Arrivano strisciando nel buio, nascosti tra la vegetazione, e aspettano il momento giusto. Quando Alberto Filippi rientra a casa, ad Arcugnano, nel Vicentino, è già troppo tardi. L’agguato scatta davanti al garage: pochi secondi, poi la porta che si chiude alle spalle e la casa che diventa una trappola.
È una rapina violenta e organizzata quella messa a segno nella notte tra venerdì e sabato nella villa dell’imprenditore ed ex parlamentare leghista. Quattro uomini, incappucciati e armati, lo aggrediscono mentre parcheggia, lo colpiscono e lo costringono a entrare nell’abitazione. Dentro ci sono la moglie e le figlie, sorprese nel cuore della notte.
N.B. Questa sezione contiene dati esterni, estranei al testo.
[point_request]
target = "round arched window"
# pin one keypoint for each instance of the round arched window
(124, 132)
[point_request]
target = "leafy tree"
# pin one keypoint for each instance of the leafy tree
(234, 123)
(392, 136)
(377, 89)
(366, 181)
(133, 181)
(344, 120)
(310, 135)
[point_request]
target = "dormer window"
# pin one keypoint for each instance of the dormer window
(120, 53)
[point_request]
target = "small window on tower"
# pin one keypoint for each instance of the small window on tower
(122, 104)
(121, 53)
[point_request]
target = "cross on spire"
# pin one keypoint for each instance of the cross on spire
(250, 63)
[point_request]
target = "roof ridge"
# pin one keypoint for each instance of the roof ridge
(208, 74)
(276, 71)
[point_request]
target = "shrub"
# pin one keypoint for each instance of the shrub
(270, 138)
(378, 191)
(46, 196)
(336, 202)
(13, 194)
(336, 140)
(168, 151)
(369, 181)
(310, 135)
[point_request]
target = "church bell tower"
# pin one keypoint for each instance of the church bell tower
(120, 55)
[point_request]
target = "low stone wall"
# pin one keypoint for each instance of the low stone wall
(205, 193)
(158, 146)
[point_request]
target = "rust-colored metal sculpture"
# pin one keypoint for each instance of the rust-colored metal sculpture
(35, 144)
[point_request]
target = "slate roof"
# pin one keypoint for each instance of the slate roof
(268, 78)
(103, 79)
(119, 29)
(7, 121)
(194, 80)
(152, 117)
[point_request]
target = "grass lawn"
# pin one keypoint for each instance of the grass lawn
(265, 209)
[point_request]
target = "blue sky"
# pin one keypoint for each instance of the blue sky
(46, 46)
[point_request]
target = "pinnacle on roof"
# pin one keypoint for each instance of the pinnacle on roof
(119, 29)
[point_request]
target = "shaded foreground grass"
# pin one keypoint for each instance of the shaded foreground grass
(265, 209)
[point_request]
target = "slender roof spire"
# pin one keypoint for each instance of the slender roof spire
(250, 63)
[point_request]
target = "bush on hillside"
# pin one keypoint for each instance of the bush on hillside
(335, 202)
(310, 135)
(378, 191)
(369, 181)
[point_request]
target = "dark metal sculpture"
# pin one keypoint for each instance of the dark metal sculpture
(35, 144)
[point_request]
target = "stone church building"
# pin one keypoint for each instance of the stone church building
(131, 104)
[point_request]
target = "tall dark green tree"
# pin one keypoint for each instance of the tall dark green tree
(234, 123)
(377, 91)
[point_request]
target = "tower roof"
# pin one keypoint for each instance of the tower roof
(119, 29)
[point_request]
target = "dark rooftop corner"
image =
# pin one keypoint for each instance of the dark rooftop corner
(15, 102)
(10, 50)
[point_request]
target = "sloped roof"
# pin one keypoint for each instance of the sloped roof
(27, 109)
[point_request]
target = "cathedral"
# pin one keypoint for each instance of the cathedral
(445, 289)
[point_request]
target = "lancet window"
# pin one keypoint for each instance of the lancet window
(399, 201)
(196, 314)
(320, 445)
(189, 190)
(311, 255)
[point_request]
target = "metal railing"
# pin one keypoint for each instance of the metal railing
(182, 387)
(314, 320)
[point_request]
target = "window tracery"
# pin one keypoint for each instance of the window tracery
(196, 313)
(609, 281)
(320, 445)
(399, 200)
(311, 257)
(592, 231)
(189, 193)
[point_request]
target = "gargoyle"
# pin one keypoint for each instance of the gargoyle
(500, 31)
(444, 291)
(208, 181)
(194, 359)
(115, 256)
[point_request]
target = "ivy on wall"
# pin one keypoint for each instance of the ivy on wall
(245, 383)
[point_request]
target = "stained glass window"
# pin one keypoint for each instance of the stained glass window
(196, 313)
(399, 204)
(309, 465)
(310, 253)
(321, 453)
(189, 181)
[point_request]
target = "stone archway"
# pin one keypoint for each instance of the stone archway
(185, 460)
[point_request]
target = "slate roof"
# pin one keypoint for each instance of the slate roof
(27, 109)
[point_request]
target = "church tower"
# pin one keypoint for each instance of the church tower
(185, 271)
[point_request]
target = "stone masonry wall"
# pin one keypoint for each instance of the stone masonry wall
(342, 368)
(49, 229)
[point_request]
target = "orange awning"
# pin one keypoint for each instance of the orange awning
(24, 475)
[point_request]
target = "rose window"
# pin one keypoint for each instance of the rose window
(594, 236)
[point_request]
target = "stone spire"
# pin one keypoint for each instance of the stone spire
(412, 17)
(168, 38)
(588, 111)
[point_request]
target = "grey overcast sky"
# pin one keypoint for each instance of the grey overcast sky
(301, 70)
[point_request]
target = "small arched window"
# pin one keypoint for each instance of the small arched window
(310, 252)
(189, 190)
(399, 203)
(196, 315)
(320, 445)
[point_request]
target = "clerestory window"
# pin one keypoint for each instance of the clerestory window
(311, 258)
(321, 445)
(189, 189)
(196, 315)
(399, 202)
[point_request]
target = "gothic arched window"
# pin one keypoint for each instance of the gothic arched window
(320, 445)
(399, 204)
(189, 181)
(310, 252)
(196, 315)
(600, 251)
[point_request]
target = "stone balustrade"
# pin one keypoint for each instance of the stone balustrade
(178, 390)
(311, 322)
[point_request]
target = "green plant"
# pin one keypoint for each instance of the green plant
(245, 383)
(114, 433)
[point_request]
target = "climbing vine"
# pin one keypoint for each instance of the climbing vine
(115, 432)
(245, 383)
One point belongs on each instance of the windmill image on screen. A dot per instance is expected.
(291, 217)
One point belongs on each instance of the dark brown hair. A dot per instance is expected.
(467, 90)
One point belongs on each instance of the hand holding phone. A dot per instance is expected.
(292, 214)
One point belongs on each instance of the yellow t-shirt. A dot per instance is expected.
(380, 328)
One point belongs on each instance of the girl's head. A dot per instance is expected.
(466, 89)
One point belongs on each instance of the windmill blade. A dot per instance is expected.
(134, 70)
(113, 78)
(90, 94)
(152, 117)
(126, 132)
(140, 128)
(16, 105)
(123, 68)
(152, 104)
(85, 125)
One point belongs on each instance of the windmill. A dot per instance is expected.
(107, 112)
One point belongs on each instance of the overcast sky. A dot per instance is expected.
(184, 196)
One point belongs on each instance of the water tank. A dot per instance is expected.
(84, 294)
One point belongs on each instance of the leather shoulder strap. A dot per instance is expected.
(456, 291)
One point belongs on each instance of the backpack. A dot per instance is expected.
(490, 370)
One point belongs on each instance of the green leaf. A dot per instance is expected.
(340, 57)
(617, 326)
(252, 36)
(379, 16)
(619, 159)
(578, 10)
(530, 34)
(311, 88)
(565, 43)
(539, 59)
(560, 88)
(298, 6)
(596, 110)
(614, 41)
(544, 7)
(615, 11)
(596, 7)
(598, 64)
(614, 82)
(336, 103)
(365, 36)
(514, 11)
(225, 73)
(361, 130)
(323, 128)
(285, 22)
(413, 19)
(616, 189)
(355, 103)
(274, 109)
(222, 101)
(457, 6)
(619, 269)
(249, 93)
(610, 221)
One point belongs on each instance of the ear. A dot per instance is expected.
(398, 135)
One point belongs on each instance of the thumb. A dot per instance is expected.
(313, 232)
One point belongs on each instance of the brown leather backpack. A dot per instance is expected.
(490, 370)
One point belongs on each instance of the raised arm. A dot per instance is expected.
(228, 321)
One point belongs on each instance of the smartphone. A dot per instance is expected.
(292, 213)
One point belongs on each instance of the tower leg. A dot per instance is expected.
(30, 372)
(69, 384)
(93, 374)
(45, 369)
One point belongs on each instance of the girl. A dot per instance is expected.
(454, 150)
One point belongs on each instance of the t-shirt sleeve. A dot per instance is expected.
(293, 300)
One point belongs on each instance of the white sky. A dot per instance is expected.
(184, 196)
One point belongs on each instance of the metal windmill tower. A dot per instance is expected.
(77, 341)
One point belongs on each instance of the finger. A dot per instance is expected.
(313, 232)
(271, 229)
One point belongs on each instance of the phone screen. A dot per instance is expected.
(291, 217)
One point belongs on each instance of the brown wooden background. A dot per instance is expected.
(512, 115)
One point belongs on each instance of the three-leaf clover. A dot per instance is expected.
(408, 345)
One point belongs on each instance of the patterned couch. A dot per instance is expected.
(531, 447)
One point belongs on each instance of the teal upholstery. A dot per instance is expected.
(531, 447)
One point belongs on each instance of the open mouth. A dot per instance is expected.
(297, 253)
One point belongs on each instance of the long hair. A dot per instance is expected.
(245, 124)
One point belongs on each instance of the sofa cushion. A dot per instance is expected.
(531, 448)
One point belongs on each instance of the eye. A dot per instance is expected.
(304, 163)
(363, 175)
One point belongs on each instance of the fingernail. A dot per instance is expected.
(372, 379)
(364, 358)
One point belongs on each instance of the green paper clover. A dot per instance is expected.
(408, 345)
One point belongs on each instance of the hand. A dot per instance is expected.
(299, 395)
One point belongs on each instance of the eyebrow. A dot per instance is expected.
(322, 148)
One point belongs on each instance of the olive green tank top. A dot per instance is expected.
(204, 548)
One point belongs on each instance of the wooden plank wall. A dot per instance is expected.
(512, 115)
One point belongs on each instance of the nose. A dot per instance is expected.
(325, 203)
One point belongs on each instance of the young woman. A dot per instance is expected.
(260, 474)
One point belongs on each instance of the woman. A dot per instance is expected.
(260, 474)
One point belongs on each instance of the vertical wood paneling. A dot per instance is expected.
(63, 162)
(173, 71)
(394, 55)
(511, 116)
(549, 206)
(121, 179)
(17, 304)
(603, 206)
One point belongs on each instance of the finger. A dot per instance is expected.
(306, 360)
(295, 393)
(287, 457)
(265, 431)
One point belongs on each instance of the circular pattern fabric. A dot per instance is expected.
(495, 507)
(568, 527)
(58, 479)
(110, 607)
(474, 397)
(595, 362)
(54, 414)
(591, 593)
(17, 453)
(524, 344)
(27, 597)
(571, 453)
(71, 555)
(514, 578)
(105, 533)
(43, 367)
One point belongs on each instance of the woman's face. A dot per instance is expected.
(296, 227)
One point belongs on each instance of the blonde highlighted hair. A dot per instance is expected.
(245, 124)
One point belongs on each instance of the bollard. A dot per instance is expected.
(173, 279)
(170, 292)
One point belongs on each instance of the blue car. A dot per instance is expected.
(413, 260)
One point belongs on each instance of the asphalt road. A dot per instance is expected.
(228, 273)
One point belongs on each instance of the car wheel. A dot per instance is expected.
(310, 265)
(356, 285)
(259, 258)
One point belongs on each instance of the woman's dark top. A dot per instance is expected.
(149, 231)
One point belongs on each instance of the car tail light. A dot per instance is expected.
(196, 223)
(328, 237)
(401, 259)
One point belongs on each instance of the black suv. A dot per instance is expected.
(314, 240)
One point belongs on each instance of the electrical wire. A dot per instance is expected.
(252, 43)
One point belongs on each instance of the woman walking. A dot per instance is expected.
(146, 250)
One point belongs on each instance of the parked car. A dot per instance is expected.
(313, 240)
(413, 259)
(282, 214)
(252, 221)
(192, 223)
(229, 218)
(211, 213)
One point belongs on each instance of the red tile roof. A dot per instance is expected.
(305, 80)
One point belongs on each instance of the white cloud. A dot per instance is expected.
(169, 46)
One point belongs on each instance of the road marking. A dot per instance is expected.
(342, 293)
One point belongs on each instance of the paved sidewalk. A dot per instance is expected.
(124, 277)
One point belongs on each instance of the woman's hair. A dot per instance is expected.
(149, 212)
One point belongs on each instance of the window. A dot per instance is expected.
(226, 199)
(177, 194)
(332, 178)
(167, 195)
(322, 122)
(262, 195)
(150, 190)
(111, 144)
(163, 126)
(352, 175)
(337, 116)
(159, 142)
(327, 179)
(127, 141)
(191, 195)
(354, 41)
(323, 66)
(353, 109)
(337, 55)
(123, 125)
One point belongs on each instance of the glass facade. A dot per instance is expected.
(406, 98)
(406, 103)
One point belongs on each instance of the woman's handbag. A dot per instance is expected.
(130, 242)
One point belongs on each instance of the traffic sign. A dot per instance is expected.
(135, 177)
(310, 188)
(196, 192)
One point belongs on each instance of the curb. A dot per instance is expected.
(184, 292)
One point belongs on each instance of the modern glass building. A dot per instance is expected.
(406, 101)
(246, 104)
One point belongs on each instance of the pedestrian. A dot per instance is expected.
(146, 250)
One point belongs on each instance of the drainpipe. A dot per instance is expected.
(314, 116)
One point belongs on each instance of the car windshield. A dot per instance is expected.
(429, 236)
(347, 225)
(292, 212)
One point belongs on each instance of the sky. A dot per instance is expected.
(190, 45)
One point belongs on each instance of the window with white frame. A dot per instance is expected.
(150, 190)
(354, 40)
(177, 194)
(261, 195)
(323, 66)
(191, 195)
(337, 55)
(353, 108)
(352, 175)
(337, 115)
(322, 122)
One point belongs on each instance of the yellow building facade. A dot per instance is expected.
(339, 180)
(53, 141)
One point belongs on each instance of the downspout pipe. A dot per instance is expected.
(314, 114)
Per circa un’ora la famiglia resta sotto il controllo dei rapinatori. Nessuna fuga possibile, nessuna richiesta negoziabile: il gruppo si muove con decisione, separa l’imprenditore dagli altri familiari e passa al setaccio le stanze. Cercano oggetti di valore, gioielli, contanti. Un colpo mirato, che lascia pensare a una conoscenza precisa della casa e delle abitudini di chi la abita.
Il bottino è ancora in fase di quantificazione, ma si parla di cifre molto alte, tra orologi di pregio, accessori di lusso e denaro: si tratta di diversi milioni di euro. Poi la fuga, nel silenzio della notte, senza lasciare tracce.